Without the password to the admin panel of the router, [Eloi] needed a way in. After pointing nmap at the router, he found an undocumented service running on port 32764. Googling this observation resulted in a lot of speculation, so the only option was to download the router’s firmware, look for the service, and figure out a way in.
[Eloi] eventually got a shell on the router and wrote a very short Python script to automate the process for all WAG200G routers. As for where this backdoor came from, it appears a SerComm device on the router is responsible. This means a whole bunch of routers with this specific SerComm module also have this backdoor, and we’d assume anything with a service running on port 32764 is suspect.
If you’re looking for a fix for this backdoor, your best bet is probably installing OpenWRT or Tomato. The OpenWAG200 project, an open firmware specifically designed for [Eloi]’s router, still has this vulnerability, though.
wouldn’t it have made more sense to just do a 30-30-30 reset?
a) hacker mentality
b) could have lost login details and gotten into trouble with family/isp
… and trying to get a shell couldn’t possibly trigger b) either? Would have been fun if he managed to discover a remote DoS vulnerability by bricking it accidentally ;)
Or you could click the factory reset pin-hole button that is on every router, but to each his own.
Perhaps he wanted to preserve all his settings? And this solution is more in keeping woth the spirit of this site ;)
My family isn’t just into social integration, but heavily into Netflix. 3.3Mb/s down speed on a good day split between five users is bad news bears. Tomato Speedmod on my WRT54GL + some QoS rules to heavily throttle all IPs (strangely not including mine; oops! c:) on non-HTTP/HTTPS port traffic (not including Tumblr/Instagram/Vine/Youtube/Netflix/etc. domains) fixed the problem. Also setup WLAN traffic to be on a lower priority than LAN traffic just to make sure.

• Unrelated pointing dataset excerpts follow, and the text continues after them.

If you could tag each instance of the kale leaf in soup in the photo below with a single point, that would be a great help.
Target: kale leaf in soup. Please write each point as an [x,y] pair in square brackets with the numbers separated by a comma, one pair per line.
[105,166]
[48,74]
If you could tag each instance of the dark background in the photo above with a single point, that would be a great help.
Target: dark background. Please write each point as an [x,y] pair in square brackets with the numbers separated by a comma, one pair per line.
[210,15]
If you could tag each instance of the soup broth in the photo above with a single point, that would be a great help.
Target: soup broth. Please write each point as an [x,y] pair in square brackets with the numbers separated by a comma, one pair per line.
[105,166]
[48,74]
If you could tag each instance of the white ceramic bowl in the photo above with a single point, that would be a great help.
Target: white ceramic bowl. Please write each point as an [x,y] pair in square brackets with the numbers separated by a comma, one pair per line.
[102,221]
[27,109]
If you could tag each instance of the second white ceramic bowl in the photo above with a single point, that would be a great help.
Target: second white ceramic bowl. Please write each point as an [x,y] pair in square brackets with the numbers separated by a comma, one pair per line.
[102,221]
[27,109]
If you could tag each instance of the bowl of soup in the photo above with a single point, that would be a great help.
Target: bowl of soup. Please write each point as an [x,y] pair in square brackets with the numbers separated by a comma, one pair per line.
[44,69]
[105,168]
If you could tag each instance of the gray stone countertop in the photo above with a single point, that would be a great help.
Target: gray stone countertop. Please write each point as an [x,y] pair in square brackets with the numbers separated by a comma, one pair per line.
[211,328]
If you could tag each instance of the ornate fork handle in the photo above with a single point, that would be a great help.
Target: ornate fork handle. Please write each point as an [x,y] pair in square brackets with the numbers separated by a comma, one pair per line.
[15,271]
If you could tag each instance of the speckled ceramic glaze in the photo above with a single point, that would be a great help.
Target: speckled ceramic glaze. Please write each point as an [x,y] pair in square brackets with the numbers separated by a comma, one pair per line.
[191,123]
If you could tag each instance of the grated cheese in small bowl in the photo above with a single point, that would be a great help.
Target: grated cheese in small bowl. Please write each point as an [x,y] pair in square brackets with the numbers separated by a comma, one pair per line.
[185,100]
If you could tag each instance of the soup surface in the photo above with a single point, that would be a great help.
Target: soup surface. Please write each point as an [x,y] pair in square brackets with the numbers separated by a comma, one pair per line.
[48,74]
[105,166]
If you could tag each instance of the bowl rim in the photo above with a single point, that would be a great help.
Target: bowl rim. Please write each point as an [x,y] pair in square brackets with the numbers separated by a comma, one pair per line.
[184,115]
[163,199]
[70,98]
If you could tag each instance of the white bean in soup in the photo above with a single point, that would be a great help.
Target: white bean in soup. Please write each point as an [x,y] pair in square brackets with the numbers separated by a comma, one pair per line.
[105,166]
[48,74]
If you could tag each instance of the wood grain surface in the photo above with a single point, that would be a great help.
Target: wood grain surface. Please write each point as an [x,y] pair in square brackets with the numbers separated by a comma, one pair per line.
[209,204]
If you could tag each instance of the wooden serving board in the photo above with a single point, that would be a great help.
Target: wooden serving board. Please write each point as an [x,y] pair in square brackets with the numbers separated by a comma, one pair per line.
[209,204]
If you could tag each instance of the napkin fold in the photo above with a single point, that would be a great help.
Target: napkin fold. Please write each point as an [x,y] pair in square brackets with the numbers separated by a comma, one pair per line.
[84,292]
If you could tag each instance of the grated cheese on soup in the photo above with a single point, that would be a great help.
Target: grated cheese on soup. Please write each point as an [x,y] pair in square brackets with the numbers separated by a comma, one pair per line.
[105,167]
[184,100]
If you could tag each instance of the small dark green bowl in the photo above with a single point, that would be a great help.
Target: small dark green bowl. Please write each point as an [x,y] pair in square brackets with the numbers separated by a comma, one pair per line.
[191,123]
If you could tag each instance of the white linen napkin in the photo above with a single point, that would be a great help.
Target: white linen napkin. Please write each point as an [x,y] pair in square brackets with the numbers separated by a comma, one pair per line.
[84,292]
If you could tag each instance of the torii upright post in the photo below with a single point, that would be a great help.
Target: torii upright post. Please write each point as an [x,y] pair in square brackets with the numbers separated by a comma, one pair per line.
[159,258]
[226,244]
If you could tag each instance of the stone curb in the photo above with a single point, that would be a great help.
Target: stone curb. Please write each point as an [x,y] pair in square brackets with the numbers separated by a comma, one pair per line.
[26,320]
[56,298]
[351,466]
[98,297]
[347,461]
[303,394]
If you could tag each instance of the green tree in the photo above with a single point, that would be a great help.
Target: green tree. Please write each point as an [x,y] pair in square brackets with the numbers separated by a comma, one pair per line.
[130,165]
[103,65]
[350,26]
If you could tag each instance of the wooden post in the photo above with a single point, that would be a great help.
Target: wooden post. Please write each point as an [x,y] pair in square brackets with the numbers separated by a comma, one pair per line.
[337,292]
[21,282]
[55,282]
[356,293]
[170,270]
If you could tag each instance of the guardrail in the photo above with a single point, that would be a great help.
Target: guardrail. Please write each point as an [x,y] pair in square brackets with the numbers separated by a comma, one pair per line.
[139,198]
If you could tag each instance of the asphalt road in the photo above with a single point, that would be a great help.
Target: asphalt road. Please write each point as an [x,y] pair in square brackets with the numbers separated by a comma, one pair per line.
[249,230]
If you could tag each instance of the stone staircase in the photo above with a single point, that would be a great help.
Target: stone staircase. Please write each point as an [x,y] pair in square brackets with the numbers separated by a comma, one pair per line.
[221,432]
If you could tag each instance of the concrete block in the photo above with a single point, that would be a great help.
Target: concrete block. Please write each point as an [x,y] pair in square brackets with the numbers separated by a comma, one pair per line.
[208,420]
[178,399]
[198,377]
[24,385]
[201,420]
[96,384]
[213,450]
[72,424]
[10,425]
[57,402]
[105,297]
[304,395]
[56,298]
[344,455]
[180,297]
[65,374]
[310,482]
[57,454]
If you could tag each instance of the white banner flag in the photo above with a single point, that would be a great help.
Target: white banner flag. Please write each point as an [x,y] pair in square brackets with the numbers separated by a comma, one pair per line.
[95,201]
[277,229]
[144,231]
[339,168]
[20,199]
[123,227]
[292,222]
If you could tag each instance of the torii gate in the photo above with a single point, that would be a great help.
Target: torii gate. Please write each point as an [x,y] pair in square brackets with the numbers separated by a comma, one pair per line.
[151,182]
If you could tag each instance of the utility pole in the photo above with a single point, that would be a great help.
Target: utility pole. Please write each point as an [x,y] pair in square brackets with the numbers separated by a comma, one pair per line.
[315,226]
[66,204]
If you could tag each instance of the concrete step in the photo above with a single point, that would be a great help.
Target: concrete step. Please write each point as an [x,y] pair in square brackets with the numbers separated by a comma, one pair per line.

Does anyone have a web-tutorial for general router admin stuff? I wouldn’t mind getting my hands a little dirty with this. Some programs are sucking a bit too much bandwidth at seemingly random times at home.
Routers don’t do Application layer filtering. You could filter through port numbers and protocols, though false positives become a problem for anything beyond 1024. Most cheap routers lack the kind of sophistication to do anything more. What you are looking for is a piece of software or a security appliance.
Squid and iptables would work just fine.
In any case, if you want to get your hands dirty then you are going to have to dig up some dirt first.
Actually his name is Eloi, not Eoli ;-)
Fixed. Too many vowels.
Does Eloi like aioli?… sorry… it was almost too easy :x
I know what Morlocks like…
I’m on 120mb, they can use what they want ;)
Where is this place where you only get 1 Mbps ?
France?
Australia to.
Anywhere sufficiently rural in the United States.
Lots of small businesses in the urban American environments which bought T1s a decade ago or longer and havent bothered to upgrade to business class DSL/cable.
Sadly this is true and sad. What’s more sad is that the Telco providers are still selling T1’s as though it is still a relevant piece of technology in today’s small business. ~$300+ for 3 Mb/s ? No thanks.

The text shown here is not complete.